Heading into Brest, France
Tue 7 Jun 2011 15:14
On our way into Brest to find Piers...
The drama started yesterday evening when Piers refused his supper and was
complaining of a stomach ache. At first we ribbed him about Mothers cooking
and sciving off his watch, but 2 hours later we were in full medical
emergency mode. Piers was in dreadful pain and we were 325 iles out in the
We consulted with Falmouth Coastguard and decided to head for the nearest
port, Brest in France. Falmouth provided valuable medical advice and it
was decided that Piers would be taken off by helicopter as soon as we were
within range... about 200 miles from Brest.
Captain Mannering's Nipper (Libby) became a very professional nurse liaseing
with Falmouth, keeping medical notes, administering medicines and keeping
Piers as comfortable as was possible.

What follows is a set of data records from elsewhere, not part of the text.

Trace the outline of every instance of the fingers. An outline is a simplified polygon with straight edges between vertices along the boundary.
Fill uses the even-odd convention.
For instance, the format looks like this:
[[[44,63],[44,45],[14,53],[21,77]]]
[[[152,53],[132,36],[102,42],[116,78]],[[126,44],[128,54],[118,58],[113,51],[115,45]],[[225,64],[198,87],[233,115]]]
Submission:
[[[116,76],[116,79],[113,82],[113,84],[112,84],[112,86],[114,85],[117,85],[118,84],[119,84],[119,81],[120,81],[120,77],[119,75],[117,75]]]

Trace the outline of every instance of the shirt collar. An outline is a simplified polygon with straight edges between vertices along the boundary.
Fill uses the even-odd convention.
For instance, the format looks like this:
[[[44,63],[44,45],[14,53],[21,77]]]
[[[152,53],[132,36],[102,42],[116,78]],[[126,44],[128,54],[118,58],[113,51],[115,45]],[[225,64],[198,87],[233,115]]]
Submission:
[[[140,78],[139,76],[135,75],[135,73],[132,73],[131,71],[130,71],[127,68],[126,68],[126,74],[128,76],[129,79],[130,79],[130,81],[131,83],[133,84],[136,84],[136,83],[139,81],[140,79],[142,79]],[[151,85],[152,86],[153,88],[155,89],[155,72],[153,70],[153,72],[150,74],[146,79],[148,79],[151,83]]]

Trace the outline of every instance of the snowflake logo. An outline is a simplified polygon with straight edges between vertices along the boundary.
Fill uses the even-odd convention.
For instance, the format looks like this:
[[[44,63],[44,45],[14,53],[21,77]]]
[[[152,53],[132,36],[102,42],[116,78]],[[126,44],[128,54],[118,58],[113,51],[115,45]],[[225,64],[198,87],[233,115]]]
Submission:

We had to sail all night and half the
morning before we would be in helicopter range. Luckily we had a reasonable
and free wind which kept us going at a good pace whilst enabling the master
cabin to be comfortable as a sick bay.
Falmouth called every 4 hours to monitor the situation and by morning Piers
was stable and as comfotable as could be expected.
The Helicopter rendezvous was set up for about midday with a scout plane
being sent out to locate us for themselves. The French pilots talking us
through the preparation. Mannering's Nipper now turning her hand to radio
operator having prepared Piers with all that he may need.
All sails were stowed , hoods folded, everything loose tied up. The
instructions were to motor slowly into the wind and that task fell to me.
Double G and Mother were appointed official photographers, Mannering was
ready to recieve the French winchman and assist with whatever was necessary.
The Frenchman duly shook hands on arrival, released the high-line and
prepared Piers for departure. Getting the High-line back was more of a
problem. Unfortunaley it took a liking to the rigging, and top of the mast,
taking several turns around everything up there. Captain Mannering was
signalling to cut the line rather than try to pull it off. The helicopter
crew agreed and cast it off. A second wire line appeared with a large
weight on the end. This was quickly brought aboard and before we could say
goodbye, Piers was gone.
Helicopter, Spotter plane & Piers quickly departed over the horizon leaving
us with another problem.... a line wrapped around the top of the mast ! By
no means a significant problem. We are extremely grateful to the French
Rescue services and the Falmouth coastguard. Our thoughts now are with
Piers and his wellbeing....
Akarana now running downwind with full headsail. ETA Brest, Wednesday
evening.... The Prof.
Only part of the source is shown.